Бережно, почти нежно отодвинув гору свитков от стены под окном, дед Голуб нагнулся и, кряхтя, обеими руками, поднял с пола небольшое бревно.
— Вот, поглядите, семейное древо царского рода, — сообщил он.
— Я полагала, это… кхм… фигура речи?.. насчет дерева?.. — заморгала Серафима, переводя недоуменный взгляд с извлеченного объекта на старика, а с того — на супруга.
— Оно огромное, не правда ли? — с гордостью улыбнулся дед, положил бревно снова на пол, поверх всего, что на нем было — Иванушка едва успел отпрыгнуть — и принялся его разворачивать.
То, что они приняли за кусок ствола, оказалось громадным пергаментом, склеенным из множества шершавых, побуревших местами желтоватых листов.
На котором, впрочем, и впрямь изображалось дерево.
Семейное.
Под которым прикорнул со счастливым видом, естественно, медведь.
Окинув беглым взором бесчисленные имена, стрелочки, крестики и прочие значки — инструменты генеалогии — царевна присвистнула.
— Это ж год разбираться надо, кто тут и с кем…
— Если изучать все линии — то да, — кивнул старик. — Но нас интересуют только потомки Аникана Четвертого, отца Нафтанаила Третьего, единственного наследника предыдущего правителя.
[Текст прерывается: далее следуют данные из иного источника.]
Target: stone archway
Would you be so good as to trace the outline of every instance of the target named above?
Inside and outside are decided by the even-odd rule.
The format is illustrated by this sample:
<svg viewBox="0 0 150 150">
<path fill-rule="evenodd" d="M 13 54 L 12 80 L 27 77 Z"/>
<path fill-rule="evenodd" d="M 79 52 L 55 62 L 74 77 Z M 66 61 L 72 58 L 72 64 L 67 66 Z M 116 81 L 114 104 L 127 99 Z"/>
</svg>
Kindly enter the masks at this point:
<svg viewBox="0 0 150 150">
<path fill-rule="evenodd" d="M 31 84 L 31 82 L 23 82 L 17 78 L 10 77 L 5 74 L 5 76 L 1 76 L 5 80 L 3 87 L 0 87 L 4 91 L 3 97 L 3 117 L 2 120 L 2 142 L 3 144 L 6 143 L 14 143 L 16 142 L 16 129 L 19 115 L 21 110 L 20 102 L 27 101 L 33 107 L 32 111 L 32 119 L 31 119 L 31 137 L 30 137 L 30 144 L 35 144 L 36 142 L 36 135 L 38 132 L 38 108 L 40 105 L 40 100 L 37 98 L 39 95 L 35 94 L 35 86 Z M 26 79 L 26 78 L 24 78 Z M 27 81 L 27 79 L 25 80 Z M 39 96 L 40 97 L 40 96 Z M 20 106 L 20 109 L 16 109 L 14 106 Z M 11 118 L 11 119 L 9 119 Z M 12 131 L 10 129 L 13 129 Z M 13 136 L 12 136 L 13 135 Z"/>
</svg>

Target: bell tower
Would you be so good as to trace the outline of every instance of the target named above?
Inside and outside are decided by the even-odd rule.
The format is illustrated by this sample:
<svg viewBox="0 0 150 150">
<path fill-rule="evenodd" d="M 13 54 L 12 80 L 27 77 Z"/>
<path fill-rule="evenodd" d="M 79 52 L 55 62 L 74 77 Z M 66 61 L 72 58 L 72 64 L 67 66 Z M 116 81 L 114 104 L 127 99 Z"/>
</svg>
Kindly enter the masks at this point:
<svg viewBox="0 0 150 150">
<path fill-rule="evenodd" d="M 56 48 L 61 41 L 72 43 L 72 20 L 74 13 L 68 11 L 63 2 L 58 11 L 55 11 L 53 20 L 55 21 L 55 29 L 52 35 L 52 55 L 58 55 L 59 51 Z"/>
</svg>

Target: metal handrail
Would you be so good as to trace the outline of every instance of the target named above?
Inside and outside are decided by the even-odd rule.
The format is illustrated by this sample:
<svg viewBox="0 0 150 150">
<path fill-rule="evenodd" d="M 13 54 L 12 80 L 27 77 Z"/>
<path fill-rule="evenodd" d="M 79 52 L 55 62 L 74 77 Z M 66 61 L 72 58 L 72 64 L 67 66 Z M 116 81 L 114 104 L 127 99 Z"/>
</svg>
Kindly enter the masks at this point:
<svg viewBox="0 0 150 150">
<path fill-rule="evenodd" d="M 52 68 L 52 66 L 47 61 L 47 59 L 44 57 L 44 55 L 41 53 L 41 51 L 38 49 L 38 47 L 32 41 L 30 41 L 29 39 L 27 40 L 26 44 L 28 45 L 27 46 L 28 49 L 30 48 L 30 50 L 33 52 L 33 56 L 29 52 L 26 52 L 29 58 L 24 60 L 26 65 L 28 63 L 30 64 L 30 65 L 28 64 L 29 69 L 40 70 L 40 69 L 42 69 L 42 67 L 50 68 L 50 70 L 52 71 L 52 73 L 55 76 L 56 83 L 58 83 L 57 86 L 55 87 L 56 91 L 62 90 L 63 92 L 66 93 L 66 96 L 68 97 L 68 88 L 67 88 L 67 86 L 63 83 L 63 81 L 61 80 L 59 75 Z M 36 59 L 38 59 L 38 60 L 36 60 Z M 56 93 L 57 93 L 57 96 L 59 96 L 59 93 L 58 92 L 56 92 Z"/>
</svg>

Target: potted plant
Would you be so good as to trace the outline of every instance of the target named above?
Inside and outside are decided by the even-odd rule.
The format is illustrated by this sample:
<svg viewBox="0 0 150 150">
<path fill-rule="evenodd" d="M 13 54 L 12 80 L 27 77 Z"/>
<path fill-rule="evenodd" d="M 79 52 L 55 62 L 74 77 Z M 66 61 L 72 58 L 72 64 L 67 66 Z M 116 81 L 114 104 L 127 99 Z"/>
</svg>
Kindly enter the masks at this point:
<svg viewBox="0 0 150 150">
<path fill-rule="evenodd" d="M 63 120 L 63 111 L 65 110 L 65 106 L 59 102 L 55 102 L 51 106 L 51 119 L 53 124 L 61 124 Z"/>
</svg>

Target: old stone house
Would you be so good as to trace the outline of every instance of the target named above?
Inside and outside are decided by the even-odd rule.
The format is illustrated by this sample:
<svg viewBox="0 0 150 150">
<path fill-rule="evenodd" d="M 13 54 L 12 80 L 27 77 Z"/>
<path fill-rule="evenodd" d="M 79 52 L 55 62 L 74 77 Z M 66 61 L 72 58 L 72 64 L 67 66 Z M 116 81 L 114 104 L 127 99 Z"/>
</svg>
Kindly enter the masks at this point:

Вон они, там, слева, на самой верхушке кроны, где почти кончаются листья. Видите?
Чтобы разглядеть анатомию фамильного растения Медведей, не наступая на него, лукоморцам пришлось залезть на диван, переместиться по нему почти к окну, встать на колени и в позах жирафов на водопое склониться над древним артефактом.
— Ага, вижу, вон он, — наконец подтвердила нахождение искомого Сенька и ткнула пальцем в направлении обведенного золотым ободком овала вверху.
— Аникан Четвертый, — с трудом разбирая замысловатый старинный шрифт, прочел во всеуслышание Иванушка. — Женат на… виконтессе… Лебедыне Изар… Сыновья… четверо… Нафтанаил… Мечеслав… Незнам… Ага, а вот старший… тоже Аникан… Умер в шестнадцать лет?..
— Угу, как проклятие какое, — вскользь заметил старик, кивнув на раскидистое, хоть и продырявленное местами небрежным обращением дерево Медведей. — Поглядите: где-то с половины дерева старшие сыновья царей умирают, не дожив до восемнадцати. Брат отца Аникана — Незнам — умер в семнадцать. Брат его деда — тоже не старшего сына — в шестнадцать. Его брат — старший и единственный — в семнадцать с половиною…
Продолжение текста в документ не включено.